On PSLF, which operates with well-known issues, Kvaal noted that "we have a program that is unfortunately quite complicated... there's a lot we can do together to make sure that students get the benefits that they're entitled to."
Kvaal added that more generally, the priorities from President Biden provide "a good structure for thinking about how do we identify those loans that are weighing people down and that they're struggling with and unable to afford."
There are nearly 45 million borrowers holding more than $1.56 trillion in federal and federally-backed student loans, according to recent data from the Department of Education (ED).
Senator Elizabeth Warren (D-MA) and Senate Majority Leader Chuck Schumer (D-NY) have both repeatedly urged a skeptical Biden to cancel $50,000 in federally-held student loan debt via executive action (as opposed to legislation passed by Congress).

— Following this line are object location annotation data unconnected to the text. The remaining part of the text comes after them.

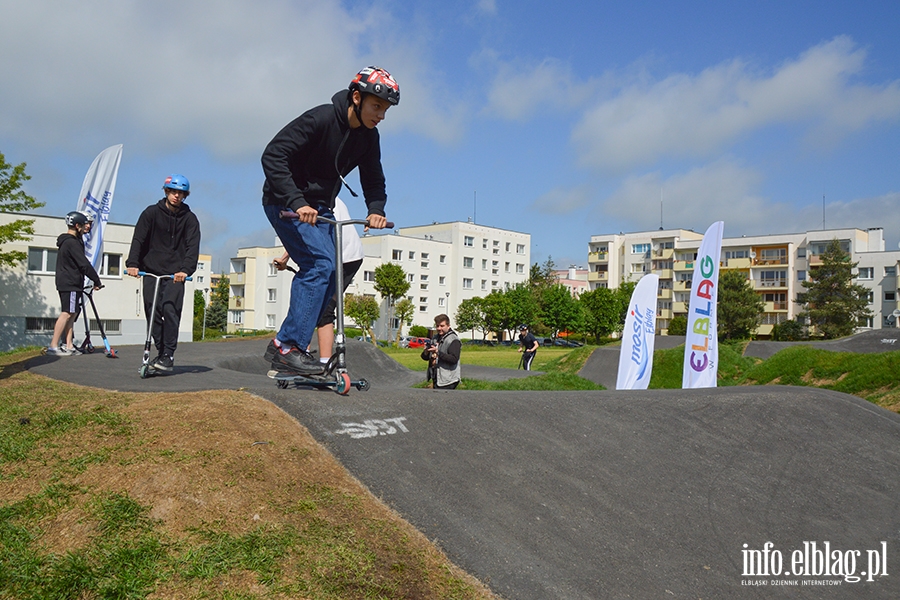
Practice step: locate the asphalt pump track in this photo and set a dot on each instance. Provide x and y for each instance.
(640, 494)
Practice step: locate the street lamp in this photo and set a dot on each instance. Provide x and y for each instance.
(205, 304)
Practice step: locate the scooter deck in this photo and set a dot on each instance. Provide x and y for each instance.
(339, 382)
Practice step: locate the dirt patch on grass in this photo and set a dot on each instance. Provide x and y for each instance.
(225, 464)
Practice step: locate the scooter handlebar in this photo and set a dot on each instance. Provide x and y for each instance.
(289, 214)
(145, 274)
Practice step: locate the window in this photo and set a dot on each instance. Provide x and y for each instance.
(111, 266)
(42, 260)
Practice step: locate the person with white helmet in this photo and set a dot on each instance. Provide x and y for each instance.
(72, 266)
(166, 241)
(305, 165)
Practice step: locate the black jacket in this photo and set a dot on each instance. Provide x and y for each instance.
(299, 162)
(72, 266)
(165, 243)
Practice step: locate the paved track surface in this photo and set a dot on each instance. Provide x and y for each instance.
(590, 494)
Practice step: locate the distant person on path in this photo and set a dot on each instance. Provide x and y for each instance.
(443, 355)
(528, 346)
(352, 255)
(305, 165)
(72, 266)
(166, 241)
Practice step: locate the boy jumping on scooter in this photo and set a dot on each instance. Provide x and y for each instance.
(305, 164)
(166, 241)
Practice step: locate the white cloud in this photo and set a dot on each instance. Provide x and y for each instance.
(520, 92)
(699, 115)
(166, 74)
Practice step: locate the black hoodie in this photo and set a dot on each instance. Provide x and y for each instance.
(165, 242)
(72, 266)
(299, 162)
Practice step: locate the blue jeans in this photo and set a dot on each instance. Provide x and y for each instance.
(312, 248)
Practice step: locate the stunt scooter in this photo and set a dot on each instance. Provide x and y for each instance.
(335, 376)
(147, 369)
(86, 345)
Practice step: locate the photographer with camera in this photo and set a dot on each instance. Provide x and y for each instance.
(442, 354)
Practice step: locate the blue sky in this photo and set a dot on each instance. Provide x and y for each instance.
(561, 121)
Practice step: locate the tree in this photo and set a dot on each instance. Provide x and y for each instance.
(601, 312)
(391, 283)
(469, 315)
(835, 305)
(559, 310)
(217, 313)
(678, 325)
(739, 306)
(404, 310)
(13, 199)
(364, 311)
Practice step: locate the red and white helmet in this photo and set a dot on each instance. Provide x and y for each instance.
(377, 81)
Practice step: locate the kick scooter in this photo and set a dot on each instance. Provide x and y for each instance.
(335, 376)
(147, 369)
(86, 345)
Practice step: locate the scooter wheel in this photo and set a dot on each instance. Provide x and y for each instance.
(343, 384)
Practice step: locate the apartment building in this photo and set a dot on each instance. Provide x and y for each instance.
(776, 266)
(445, 264)
(29, 304)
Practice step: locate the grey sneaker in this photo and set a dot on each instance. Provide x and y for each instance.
(271, 351)
(297, 361)
(163, 363)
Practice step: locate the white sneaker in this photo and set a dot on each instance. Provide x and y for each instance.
(61, 351)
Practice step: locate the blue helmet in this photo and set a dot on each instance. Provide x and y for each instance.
(178, 182)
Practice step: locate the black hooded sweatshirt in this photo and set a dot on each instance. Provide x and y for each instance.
(72, 266)
(165, 243)
(299, 162)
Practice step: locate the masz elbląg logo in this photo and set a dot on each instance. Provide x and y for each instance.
(643, 326)
(812, 565)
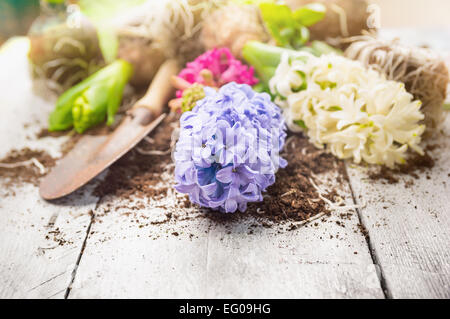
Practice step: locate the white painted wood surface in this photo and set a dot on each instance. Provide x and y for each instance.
(123, 260)
(409, 227)
(409, 254)
(32, 266)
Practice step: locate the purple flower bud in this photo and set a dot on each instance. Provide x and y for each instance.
(228, 150)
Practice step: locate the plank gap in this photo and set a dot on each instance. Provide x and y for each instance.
(83, 246)
(373, 254)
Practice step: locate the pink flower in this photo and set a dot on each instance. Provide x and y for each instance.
(215, 68)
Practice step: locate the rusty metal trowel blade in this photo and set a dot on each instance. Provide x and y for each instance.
(92, 154)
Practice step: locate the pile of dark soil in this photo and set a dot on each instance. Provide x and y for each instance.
(26, 173)
(291, 198)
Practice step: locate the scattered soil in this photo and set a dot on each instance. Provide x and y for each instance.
(291, 198)
(24, 174)
(136, 174)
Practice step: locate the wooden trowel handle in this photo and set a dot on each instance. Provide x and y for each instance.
(160, 90)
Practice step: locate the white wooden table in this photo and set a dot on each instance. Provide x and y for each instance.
(405, 255)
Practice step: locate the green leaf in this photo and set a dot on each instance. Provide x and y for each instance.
(100, 12)
(310, 14)
(280, 22)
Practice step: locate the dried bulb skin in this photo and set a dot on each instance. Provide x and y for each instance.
(63, 55)
(145, 58)
(158, 30)
(232, 26)
(422, 70)
(344, 18)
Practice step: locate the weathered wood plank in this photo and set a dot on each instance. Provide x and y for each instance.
(39, 242)
(207, 259)
(409, 226)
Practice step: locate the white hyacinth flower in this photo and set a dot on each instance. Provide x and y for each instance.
(353, 112)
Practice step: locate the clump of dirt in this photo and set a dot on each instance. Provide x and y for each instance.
(13, 173)
(416, 164)
(137, 174)
(291, 198)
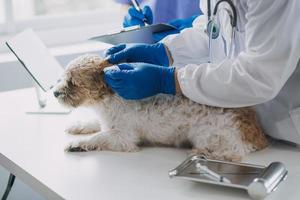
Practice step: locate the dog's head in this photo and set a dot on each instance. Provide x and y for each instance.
(82, 82)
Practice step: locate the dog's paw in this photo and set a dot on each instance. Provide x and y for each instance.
(80, 146)
(83, 128)
(216, 156)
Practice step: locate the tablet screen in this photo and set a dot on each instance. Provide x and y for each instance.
(36, 58)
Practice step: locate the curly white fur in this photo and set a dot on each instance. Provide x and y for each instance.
(160, 120)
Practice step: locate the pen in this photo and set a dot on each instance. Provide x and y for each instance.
(138, 8)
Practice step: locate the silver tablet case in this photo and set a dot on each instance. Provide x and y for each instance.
(258, 180)
(36, 58)
(135, 34)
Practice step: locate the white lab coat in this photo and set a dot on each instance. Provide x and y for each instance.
(267, 52)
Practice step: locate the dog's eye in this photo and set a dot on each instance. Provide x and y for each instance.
(70, 83)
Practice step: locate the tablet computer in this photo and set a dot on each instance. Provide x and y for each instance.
(36, 58)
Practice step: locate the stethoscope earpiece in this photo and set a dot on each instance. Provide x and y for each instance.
(213, 29)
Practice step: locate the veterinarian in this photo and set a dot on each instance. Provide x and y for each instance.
(240, 53)
(179, 13)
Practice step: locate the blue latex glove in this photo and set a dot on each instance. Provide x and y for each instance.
(140, 80)
(138, 52)
(134, 17)
(180, 24)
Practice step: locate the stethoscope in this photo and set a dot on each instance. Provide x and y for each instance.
(213, 26)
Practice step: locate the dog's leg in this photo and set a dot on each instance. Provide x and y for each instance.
(217, 147)
(84, 127)
(109, 140)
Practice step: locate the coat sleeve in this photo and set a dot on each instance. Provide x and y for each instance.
(258, 72)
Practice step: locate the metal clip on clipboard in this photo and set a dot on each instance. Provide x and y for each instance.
(259, 181)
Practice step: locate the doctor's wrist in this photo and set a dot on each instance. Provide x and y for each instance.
(177, 85)
(169, 55)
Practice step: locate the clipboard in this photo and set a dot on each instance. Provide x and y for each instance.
(134, 34)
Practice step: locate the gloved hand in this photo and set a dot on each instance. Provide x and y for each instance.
(134, 17)
(180, 24)
(141, 80)
(138, 52)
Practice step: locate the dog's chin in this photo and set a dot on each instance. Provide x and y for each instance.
(68, 103)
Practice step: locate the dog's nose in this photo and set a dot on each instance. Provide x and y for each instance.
(56, 93)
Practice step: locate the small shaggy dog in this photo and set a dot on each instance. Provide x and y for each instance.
(219, 133)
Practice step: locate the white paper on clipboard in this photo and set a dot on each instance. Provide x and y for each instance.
(135, 34)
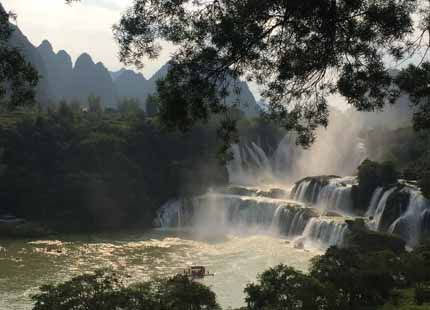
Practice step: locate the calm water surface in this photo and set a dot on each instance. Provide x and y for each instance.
(235, 259)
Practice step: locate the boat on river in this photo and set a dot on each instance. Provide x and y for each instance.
(197, 272)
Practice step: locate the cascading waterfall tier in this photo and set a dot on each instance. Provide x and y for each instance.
(221, 213)
(400, 209)
(329, 193)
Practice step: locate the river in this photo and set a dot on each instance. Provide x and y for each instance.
(236, 259)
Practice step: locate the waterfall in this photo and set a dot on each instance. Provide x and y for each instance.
(250, 164)
(376, 216)
(322, 232)
(409, 224)
(222, 213)
(333, 196)
(374, 201)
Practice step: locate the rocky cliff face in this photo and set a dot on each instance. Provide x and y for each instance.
(20, 41)
(93, 79)
(60, 68)
(61, 80)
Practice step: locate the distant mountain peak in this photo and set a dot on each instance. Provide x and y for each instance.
(84, 60)
(64, 57)
(46, 45)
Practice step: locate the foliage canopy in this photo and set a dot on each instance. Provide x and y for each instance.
(299, 51)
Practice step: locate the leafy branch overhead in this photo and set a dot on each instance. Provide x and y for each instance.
(299, 51)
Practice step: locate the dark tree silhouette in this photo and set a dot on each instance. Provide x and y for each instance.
(299, 51)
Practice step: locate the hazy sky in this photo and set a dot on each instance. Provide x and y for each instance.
(81, 27)
(85, 27)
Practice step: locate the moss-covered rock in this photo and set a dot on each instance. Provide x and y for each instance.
(315, 185)
(359, 236)
(370, 176)
(397, 203)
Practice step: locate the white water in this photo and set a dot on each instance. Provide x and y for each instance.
(409, 225)
(217, 214)
(336, 196)
(235, 260)
(375, 222)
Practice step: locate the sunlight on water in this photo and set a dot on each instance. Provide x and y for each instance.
(235, 260)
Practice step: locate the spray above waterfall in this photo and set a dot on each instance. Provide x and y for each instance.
(339, 149)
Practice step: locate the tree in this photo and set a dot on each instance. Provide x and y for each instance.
(18, 78)
(360, 279)
(129, 107)
(282, 287)
(299, 51)
(104, 290)
(371, 175)
(152, 105)
(95, 105)
(415, 81)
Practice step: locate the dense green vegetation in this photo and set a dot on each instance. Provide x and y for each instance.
(105, 290)
(407, 149)
(88, 169)
(342, 278)
(290, 48)
(99, 169)
(18, 78)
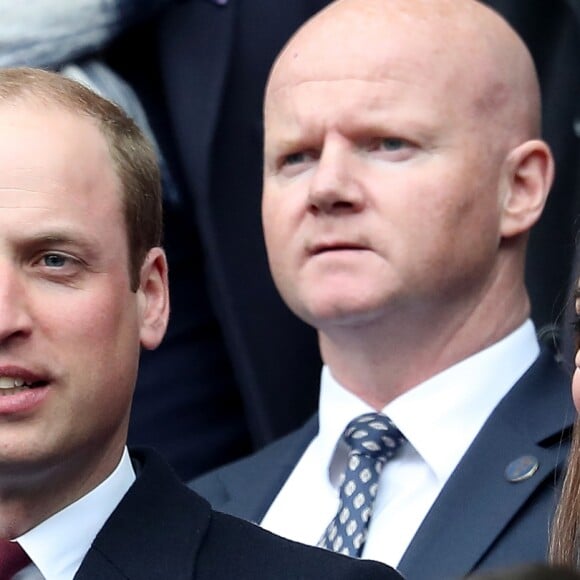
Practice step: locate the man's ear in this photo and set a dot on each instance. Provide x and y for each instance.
(153, 298)
(528, 176)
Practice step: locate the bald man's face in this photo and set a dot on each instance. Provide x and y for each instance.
(382, 181)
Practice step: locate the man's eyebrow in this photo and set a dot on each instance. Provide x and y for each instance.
(62, 237)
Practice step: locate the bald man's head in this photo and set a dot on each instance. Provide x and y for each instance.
(486, 67)
(402, 169)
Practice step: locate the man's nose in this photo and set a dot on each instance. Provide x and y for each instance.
(334, 188)
(15, 319)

“The Biden administration is still today very much open to what we are doing — no one question about it,” Schumer, speaking about student debt forgiveness, told a town hall organized by Student Debt Crisis and other groups on Thursday. "And in fact, Senator Warren and I and Congresswoman [Ayanna] Pressley and a few others are planning with the president again shortly to reiterate our claim — this is still going, and going strong.”
White House Chief of Staff Ron Klain recently told Politico that the president asked Education Secretary Miguel Cardona to "prepare a memo on the president's legal authority" before any decision.